Sin darse cuenta estaban caminando hacia el puente que cruzaba el estanque, siempre embelesados por el color y la danza de la mariposa.
Así fue que llegaron al final del puente. Allí todo era luminoso y cálido, reclinaron sus caras hacia el estanque y se vieron hermosos, felices y unidos.
La mariposa se fue pero volvió cada 7 días para repetir el mismo ritual.
El concurso
Una vez hubo un concurso de trencitos de juguete en mi pueblo. Todavía puedo ver el cartel que decía:
“Traiga su tren de juguete, no importa el color, el tamaño, el tiempo que hace que lo tiene, si es rápido o lento, la única condición para participar es que funcione”. Lo esperamos el domingo a las 4 de la tarde en la plaza”.
El cartel no aclaraba nada más, no sabíamos en base a qué se elegiría al ganador.
Ese domingo se presentaron 56 trencitos con sus respectivos dueños, cuyas edades iban desde 3 a 89 años.
Por fin, el organizador del concurso, el dueño de la juguetería más grande del pueblo, explicó en qué consistiría el concurso. Se trataba de una carrera de regularidad.
Colocaron todos los trenes en los puestos de largada y a las 4hs. 15 minutos exactos comenzó la carrera.
Los trenes más modernos estaban dirigidos a control remoto, había eléctricos (que requirieron de una pista especial) y también a cuerda. El que durara andando más tiempo ganaba.

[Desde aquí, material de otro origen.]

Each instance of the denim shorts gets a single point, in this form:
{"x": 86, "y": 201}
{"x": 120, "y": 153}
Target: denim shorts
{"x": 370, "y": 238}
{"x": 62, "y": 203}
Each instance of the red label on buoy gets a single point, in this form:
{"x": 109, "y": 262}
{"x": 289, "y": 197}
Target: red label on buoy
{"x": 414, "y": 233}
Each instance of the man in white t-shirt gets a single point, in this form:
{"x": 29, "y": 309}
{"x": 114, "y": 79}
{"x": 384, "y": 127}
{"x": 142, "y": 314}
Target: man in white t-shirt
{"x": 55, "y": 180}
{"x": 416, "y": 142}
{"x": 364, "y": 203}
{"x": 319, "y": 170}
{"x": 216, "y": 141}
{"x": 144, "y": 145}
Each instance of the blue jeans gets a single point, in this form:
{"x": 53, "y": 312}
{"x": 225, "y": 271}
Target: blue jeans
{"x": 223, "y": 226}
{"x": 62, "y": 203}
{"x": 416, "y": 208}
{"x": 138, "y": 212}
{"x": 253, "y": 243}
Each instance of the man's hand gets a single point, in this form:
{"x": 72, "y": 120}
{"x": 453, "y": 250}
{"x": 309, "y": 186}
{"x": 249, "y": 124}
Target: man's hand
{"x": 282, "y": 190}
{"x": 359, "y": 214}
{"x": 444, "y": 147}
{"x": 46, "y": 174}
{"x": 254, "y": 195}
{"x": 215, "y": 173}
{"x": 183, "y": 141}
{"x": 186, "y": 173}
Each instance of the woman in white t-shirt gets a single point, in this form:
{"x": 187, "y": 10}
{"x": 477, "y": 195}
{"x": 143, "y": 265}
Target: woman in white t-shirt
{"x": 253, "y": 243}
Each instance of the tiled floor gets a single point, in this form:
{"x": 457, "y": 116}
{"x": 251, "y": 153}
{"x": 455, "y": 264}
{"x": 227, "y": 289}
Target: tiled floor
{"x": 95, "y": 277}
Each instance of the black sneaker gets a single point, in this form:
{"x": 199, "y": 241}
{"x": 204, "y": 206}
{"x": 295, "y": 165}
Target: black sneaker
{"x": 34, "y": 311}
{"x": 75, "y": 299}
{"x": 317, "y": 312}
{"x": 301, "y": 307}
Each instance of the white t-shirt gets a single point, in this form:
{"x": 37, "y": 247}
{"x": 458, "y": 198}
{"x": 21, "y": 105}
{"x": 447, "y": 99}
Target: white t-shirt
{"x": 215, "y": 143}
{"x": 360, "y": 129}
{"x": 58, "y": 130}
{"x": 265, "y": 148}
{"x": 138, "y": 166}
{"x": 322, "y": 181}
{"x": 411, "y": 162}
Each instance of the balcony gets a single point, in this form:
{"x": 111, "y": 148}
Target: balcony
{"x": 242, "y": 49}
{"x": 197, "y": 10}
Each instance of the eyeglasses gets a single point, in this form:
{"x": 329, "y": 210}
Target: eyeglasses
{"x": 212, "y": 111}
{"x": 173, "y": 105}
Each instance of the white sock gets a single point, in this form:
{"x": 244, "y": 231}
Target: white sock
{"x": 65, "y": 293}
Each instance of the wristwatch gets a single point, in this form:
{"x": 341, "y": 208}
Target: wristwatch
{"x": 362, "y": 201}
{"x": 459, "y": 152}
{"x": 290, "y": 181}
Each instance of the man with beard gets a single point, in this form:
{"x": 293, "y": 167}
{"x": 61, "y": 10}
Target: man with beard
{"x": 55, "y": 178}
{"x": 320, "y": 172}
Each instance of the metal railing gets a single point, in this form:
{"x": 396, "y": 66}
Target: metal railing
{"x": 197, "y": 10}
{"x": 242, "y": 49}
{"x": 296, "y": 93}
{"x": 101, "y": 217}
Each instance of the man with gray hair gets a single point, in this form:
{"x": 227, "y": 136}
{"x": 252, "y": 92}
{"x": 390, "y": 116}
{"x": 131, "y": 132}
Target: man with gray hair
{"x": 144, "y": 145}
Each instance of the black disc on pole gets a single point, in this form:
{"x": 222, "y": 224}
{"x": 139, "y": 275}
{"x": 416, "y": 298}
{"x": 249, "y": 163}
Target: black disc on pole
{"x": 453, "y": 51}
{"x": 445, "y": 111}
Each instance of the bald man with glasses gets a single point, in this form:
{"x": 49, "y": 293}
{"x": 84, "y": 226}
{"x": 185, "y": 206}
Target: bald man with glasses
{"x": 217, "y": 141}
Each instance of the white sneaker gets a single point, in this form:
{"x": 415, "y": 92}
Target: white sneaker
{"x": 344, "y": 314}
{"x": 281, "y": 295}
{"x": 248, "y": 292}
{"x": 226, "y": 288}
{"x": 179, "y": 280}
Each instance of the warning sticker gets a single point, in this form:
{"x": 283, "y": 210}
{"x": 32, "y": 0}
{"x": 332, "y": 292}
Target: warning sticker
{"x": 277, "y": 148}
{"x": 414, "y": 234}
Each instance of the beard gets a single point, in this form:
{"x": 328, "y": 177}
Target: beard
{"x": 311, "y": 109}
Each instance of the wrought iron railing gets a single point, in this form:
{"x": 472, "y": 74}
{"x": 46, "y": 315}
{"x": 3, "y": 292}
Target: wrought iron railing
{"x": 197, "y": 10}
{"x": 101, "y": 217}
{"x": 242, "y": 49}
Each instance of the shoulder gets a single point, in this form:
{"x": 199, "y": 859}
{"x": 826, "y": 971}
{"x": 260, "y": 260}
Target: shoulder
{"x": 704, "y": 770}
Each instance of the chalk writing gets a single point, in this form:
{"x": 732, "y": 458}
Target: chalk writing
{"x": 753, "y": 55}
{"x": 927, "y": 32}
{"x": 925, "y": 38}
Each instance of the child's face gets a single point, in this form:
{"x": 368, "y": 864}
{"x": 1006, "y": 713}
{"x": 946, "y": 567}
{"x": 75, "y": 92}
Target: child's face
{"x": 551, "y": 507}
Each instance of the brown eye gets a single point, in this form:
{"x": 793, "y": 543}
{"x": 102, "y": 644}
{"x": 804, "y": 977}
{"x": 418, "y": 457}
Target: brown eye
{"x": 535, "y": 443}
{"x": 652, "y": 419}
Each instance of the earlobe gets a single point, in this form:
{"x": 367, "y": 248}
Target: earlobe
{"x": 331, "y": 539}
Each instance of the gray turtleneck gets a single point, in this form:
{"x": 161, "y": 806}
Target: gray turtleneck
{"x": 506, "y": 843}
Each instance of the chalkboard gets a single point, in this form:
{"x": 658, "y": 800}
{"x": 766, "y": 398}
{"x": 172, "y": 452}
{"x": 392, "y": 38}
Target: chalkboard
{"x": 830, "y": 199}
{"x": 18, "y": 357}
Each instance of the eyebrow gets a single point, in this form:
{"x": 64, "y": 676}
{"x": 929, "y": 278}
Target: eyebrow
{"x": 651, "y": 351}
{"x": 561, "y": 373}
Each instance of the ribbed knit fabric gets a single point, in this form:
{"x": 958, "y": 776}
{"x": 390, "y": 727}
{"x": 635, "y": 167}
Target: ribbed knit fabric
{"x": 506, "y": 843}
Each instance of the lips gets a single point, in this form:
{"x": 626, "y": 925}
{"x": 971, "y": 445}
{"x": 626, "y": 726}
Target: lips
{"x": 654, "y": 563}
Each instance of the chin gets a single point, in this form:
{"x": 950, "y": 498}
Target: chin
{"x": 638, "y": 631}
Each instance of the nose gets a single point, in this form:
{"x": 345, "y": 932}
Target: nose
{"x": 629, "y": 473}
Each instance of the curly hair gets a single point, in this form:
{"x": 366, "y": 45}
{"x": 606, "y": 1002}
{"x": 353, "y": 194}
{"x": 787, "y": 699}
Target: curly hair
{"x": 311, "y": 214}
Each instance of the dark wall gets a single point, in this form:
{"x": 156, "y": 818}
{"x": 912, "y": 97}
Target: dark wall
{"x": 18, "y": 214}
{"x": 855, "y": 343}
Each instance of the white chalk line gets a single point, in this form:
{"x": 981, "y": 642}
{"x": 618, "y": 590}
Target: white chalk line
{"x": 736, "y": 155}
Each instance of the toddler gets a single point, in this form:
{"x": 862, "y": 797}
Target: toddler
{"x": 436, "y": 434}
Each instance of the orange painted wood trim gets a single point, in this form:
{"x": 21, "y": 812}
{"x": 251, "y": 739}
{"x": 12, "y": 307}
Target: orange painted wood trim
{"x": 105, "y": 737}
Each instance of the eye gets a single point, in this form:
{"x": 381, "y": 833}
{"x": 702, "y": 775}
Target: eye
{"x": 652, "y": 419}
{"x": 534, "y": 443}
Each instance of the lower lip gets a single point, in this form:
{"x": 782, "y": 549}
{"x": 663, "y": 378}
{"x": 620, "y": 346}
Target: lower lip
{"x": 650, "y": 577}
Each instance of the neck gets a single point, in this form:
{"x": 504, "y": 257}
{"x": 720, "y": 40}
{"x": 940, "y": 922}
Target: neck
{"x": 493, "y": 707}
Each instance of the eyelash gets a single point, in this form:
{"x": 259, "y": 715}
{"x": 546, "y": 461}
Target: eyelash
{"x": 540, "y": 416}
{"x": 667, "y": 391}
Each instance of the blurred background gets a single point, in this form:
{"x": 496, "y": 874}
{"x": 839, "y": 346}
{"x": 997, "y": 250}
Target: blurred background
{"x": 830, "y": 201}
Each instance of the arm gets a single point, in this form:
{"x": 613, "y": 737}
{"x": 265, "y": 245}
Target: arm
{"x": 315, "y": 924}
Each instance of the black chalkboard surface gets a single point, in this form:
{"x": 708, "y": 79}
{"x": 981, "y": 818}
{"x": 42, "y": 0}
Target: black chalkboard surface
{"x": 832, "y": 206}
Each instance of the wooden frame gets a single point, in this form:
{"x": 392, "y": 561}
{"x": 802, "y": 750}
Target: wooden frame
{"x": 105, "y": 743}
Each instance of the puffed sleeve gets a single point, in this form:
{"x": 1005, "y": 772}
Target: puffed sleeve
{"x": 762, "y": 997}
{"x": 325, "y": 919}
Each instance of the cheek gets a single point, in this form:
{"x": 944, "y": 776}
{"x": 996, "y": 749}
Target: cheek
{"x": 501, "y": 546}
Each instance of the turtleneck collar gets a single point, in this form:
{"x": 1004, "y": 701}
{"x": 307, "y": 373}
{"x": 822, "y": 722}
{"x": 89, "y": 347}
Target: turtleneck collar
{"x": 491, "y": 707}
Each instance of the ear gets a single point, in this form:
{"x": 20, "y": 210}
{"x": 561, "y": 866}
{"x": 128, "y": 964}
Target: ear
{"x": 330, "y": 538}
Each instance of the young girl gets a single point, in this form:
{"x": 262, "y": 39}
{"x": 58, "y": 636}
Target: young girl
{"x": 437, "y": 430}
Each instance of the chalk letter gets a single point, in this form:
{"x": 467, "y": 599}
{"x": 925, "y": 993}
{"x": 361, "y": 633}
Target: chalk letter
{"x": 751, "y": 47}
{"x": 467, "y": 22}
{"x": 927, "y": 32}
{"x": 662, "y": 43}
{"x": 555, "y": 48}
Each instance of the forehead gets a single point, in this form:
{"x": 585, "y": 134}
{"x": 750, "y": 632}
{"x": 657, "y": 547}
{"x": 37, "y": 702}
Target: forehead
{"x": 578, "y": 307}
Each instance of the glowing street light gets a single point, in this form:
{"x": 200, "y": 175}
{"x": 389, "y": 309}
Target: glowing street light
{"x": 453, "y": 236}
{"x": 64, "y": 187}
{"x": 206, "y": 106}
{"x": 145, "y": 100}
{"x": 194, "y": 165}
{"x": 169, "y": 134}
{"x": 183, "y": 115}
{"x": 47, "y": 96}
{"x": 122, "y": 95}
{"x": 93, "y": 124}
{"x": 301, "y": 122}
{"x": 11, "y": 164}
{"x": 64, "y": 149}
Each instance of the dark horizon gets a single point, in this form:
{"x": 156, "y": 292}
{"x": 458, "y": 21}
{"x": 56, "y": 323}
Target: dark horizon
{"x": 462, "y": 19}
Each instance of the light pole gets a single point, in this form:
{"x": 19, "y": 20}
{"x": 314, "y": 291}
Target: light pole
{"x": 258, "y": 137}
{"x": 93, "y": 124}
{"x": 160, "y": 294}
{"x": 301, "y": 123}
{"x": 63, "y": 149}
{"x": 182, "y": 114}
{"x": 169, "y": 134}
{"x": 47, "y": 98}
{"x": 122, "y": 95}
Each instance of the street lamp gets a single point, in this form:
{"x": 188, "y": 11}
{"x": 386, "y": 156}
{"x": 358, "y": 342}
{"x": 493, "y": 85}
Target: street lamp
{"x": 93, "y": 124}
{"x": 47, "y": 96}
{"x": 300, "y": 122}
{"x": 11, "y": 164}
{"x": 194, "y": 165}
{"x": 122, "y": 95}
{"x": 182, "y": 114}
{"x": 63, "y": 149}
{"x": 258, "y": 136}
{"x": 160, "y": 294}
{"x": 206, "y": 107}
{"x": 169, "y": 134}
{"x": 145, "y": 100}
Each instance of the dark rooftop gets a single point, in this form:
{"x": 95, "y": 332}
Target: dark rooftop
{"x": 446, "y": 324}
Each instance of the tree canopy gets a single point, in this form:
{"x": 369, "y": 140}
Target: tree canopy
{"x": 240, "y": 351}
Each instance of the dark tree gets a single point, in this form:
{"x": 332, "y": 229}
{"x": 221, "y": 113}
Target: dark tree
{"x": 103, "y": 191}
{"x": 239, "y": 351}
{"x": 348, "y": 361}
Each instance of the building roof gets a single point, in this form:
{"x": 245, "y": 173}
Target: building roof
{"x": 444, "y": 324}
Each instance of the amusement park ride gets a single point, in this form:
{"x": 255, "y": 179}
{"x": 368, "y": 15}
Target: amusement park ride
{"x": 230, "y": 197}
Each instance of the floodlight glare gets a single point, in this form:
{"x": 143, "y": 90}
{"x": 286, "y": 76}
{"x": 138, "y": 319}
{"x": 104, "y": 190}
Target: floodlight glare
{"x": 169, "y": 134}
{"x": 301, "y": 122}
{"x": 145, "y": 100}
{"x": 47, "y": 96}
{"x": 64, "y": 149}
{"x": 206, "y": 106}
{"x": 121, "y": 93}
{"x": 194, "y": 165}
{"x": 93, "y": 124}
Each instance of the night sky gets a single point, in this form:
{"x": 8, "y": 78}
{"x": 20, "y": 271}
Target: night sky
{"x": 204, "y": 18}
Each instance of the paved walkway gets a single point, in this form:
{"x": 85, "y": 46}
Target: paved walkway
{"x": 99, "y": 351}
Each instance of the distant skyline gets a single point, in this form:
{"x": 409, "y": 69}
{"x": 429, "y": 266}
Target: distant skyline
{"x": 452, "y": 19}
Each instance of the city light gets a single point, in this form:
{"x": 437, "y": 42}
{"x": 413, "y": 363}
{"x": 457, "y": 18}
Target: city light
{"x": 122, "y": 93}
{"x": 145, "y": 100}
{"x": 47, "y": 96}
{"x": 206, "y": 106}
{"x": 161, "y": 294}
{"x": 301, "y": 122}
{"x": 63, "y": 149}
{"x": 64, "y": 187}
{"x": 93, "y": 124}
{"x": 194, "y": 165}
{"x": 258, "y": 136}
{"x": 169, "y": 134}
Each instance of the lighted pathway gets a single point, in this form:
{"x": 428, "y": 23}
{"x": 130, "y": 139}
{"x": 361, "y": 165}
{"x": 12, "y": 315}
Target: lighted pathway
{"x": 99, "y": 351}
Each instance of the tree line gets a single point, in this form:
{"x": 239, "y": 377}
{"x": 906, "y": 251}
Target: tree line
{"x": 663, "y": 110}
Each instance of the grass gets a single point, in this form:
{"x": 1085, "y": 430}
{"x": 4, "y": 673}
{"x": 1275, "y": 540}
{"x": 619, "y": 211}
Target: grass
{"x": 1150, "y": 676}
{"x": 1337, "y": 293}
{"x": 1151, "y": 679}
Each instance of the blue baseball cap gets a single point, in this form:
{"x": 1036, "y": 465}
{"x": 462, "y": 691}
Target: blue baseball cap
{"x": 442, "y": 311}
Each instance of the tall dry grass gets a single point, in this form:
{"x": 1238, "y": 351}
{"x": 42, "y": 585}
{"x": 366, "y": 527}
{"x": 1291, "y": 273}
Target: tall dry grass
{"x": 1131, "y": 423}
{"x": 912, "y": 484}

A pesar de que la carrera fue larga la gente seguía entusiasmada alentando a sus favoritos, los gritos de aliento se mezclaban con el andar ruidoso de los juguetes.
Los modelos más modernos empezaron a tener fallas técnicas: se acabaron las pilas y no había repuestos, hubo corte de energía central por la sobrecarga de voltaje, etc., etc.
Adivinen quién ganó…, el trencito de lata de mi abuelo, que tenía cuerda para rato.